I recently went to see Art Spiegelmann, the creator of the Pulitzer Prize Winning Graphic Novel Mauss. I was lucky because, right now, I am a visiting scholar at USC and could score some fantastic tickets and sit in the amazing auditorium—plush, grand, magnificent—for free. Anything that is free is good in my book!
Mauss is the watershed book that is not only a masterpiece in its own right but, also, launched—indeed, gave legitimacy to–a whole new genre that has become its own marketing juggernaut: the graphic novel. In this age of blogs and downloads and television brainfreeze, people just don’t invest the money in books. Sure, they will buy a cookbook. But in this time of Kindle, there’s little room for something a bit more artsy that you can hold in your hand.

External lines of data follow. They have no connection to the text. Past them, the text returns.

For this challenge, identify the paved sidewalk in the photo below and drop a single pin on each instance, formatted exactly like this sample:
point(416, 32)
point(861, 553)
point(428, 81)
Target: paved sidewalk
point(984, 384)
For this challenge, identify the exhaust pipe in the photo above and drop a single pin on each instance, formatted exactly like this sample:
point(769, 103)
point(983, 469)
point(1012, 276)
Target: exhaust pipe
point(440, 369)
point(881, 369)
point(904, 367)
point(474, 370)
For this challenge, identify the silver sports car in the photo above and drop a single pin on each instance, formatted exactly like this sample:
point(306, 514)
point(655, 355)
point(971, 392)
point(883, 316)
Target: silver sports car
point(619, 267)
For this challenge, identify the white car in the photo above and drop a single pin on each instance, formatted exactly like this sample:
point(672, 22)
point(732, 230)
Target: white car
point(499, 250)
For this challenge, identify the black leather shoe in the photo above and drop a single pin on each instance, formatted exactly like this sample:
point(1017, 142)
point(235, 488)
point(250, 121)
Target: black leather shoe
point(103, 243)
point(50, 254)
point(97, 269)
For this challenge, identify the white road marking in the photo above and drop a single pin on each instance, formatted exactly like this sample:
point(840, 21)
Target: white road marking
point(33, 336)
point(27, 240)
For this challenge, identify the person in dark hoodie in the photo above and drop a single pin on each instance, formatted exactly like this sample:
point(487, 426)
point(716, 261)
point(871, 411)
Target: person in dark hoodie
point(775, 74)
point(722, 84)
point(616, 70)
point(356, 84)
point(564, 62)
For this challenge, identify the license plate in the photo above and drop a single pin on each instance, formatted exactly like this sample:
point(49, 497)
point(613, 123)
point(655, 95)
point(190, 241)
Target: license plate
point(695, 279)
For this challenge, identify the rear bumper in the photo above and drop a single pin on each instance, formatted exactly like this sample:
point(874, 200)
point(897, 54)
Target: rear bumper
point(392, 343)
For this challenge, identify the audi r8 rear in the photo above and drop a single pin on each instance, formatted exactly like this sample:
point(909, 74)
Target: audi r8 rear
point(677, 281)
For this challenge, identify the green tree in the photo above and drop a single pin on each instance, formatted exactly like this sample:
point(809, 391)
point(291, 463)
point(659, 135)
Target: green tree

Before Mauss, nobody gave much mind to things packaged as words with pictures. That kind of lowbrow stuff was relegated to the book shelves of children and, also, adults whose interest in comic books potentially marked them as menaces to society. But after Mauss, the graphic novel came into its own..,so Art Spiegelmann is a pivotal figure—the great grandpappy in a family tree composed entirely of pulp.
I had a special interest in Mauss. A few years back, I’d taught the book in my freshman seminar on the graphic novel…so this meant that I’d spent a lot of time living with it—emotionally, intellectually, psychologically. I even had Mauss dreams. And if you’ve ever spent time grading student papers with a glass of merlot, you can probably guess: I also had my fair share of Mauss nightmares.
Mauss is an incredibly edgey non-comic-booky book. If I were to put on my literary critic hat, I would describe it this way: it’s basically a beast fable—a story with animals that is supposed to teach lessons about humans. The scorpion who convinces the frog to give him a ride across the river—that creature stings the poor frog and, as they both drown, the frog cries out “why must you doom both of us by your actions”; the scorpion replies, “I am a scorpion. It is in my nature to sting.” And there unfolds a classic lesson that is less about animals and more about human nature.
But Mauss is unlike Aesop’s fables, which teach uncomplicated lessons about the human condition using whimsical animals that are unthreathening because, well, they are animals. Instead, Mauss has elements of intense realism that run in counterpoint to the whimsical beast fable. And it allows Spiegelmann to treat the stark world of the Nazi death camps with a heightened realism that in other more realistic forms—film, for instance—would become overblown. Mauss is not Schindler’s List, which verges on sappy and sentimental and manipulative.
Art Spiegelmann is now a grand personage and he spent the evening doing a narration in his raspy voice with a jazz sextet lead by another American great, Philip Johnston. Periodically, he would puff on his cigarette vaporizer and the smoke would dissipate into the air with bits of film noir shadow. He even wore a fedora, like some detective in a hardboiled world where loose dames show up in dresses with thigh-high slits up their long, long legs.
What impressed me about the performance is that Spiegelmann spent the time narrating his own debt to other artists—other writers. He was most indebted to the German Expressionists with their black and white wood cuts. He was unashamed in naming his heroes and he quite clearly pointed out that people were mistaken by saying that he had written the first graphic novel. There were others, and he quite lovingly named them all.
I searched frantically for a pen, borrowed it from a friend, but then found I had no paper. I wrote the names down on my hand, sloppily, in the dark.
This was the amazing part of the evening—the realization that within any genre, even if you appear to be the first, you are often involved in collaborations…whether that is with the brassy liveliness of a full jazz orchestra…or the overtures of past artists and writers who have provided you the template to appear original—the first, the best, the finest.